Jember, Jawa Timur (ANTARA) - Kematian pasien COVID-19 di Kabupaten Jember pada 23 Juli 2021 memecahkan rekor selama pandemi yakni mencapai 57 kasus dalam sehari dan jumlah itu tertinggi di Jawa Timur pada hari tersebut.

"Memang benar jumlah kasus kematian COVID-19 pada Jumat (23/7) tercatat sebanyak 57 kasus dan merupakan tertinggi selama pandemi di Jember," kata Plt Kepala Bidang Pencegahan dan Pengendalian Penyakit Dinas Kesehatan Jember dr Alfi Yudisianto saat dikonfirmasi per telepon di Jember, Sabtu.

Baca juga: Kasus meninggal akibat COVID-19 di Sultra bertambah 9 jadi 303 orang

Berdasarkan data Satgas pada 23 Juli 2021 tercatat penambahan warga yang terkonfirmasi positif sebanyak 194 orang, penambahan pasien sembuh sebanyak 34 orang, dan meninggal dunia bertambah sebanyak 57 orang.

Kemudian pada 24 Juli 2021 tercatat penambahan warga yang positif COVID-19 sebanyak 176 orang, pasien sembuh bertambah sebanyak 102 orang, dan meninggal dunia bertambah 28 orang.

Baca juga: Kasus sembuh COVID-19 bertambah 38.988 orang, meninggal 1.566 orang

"Untuk menekan kasus kematian pasien COVID-19, Satgas akan memusatkan fasilitas isolasi mandiri di salah satu hotel di Jember untuk memudahkan pemantauan kesehatan mereka yang terkonfirmasi positif," tuturnya.

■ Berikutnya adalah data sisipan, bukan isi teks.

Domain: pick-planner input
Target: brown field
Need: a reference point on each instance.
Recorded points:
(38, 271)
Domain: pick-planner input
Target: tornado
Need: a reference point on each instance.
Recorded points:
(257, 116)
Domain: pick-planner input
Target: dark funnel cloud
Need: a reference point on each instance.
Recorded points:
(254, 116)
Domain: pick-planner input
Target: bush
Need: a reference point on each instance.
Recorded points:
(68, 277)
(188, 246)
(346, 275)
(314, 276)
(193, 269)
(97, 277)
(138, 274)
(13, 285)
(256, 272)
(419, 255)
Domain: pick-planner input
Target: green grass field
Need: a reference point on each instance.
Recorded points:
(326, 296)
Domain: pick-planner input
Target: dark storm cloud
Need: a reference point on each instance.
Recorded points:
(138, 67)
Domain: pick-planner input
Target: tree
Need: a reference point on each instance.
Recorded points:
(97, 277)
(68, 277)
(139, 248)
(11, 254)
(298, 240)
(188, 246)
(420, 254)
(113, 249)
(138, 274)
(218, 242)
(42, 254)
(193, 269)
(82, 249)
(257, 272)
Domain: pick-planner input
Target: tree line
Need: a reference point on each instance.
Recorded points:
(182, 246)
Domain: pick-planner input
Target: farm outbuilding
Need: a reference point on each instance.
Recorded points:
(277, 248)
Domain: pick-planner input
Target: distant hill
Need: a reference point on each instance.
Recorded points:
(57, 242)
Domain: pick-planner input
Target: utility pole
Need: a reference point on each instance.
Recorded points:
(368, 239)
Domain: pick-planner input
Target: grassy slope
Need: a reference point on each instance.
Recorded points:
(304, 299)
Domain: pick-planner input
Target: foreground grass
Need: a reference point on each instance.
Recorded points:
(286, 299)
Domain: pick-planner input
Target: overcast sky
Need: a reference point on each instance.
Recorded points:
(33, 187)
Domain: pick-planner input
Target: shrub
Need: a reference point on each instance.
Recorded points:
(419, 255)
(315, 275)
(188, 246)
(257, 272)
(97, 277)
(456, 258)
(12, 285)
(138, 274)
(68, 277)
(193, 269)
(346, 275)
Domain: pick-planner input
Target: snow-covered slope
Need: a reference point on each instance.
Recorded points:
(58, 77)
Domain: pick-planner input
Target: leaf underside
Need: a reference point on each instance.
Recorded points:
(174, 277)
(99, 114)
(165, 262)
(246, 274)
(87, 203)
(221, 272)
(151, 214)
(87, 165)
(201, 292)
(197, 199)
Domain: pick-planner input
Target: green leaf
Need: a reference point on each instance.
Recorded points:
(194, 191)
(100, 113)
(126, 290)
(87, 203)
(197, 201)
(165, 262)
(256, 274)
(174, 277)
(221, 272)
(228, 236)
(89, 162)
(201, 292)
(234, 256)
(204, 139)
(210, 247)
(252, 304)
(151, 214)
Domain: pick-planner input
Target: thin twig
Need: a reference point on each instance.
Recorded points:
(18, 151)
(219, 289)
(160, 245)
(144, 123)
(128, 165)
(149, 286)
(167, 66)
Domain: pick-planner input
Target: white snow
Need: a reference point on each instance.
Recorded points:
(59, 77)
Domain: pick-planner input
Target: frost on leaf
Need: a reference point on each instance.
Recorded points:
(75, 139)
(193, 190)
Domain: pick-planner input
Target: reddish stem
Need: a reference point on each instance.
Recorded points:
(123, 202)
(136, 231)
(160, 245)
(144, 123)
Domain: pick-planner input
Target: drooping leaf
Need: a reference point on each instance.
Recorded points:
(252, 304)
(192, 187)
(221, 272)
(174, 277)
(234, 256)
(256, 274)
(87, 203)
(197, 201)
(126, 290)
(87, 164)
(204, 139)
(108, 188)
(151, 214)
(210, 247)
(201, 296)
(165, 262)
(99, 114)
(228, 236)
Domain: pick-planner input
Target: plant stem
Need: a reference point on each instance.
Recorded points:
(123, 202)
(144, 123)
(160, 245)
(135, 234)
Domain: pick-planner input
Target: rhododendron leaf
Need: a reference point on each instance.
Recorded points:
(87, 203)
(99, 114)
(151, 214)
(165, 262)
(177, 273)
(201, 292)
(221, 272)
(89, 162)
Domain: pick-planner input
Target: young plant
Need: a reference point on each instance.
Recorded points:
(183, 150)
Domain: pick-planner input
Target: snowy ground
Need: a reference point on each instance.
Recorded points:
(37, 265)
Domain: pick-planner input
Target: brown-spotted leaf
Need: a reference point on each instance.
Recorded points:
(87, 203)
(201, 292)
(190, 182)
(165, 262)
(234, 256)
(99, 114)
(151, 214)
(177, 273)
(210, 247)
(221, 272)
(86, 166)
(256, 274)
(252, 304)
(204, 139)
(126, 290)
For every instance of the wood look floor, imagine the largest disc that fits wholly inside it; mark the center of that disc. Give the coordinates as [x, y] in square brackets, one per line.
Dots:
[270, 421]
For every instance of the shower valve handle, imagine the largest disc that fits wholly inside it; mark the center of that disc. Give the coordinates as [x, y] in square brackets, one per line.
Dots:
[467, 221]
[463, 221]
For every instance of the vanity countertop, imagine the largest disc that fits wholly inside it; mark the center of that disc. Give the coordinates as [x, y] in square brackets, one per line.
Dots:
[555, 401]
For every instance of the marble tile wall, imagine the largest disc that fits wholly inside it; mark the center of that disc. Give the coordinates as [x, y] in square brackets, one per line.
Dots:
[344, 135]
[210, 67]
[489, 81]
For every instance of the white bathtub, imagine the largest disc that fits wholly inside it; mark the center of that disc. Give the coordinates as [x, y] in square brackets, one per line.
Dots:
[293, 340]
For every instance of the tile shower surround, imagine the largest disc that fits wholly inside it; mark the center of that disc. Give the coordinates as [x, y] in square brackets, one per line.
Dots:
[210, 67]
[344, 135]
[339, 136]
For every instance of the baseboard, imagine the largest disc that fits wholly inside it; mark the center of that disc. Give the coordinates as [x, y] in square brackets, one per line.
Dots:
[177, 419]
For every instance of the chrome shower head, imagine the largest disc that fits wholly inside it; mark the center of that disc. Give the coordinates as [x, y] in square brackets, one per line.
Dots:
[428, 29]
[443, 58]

Meningkatnya kasus kematian COVID-19 di Jember tidak hanya dari pasien yang kondisinya parah saat menjalani perawatan isolasi di rumah sakit, namun salah satunya dari warga yang melakukan isolasi mandiri.

Baca juga: Relaksasi dilakukan 26 Juli jika ada perbaikan penanganan COVID

Seperti yang dialami oleh mantan anggota DPRD Jember Sanusi Muchtar Fadilah yang meninggal dunia saat melakukan isolasi mandiri di rumahnya dan jenazahnya baru diketahui setelah tetangganya yang mengantar makanan mendobrak pintu rumahnya.

"Kami mengimbau masyarakat yang melakukan isolasi mandiri tetap harus melapor kepada petugas kesehatan di Puskesmas agar bisa terpantau kondisi kesehatannya, namun tidak jarang warga yang isolasi mandiri tidak memberitahu petugas, sehingga tidak bisa dipantau," katanya.

Berdasarkan data Satgas tercatat kasus kematian COVID-19 mengalami peningkatan selama sepekan terakhir yang jumlahnya mencapai belasan hingga puluhan setiap harinya dengan jumlah tertinggi mencapai 57 kasus kematian dalam sehari.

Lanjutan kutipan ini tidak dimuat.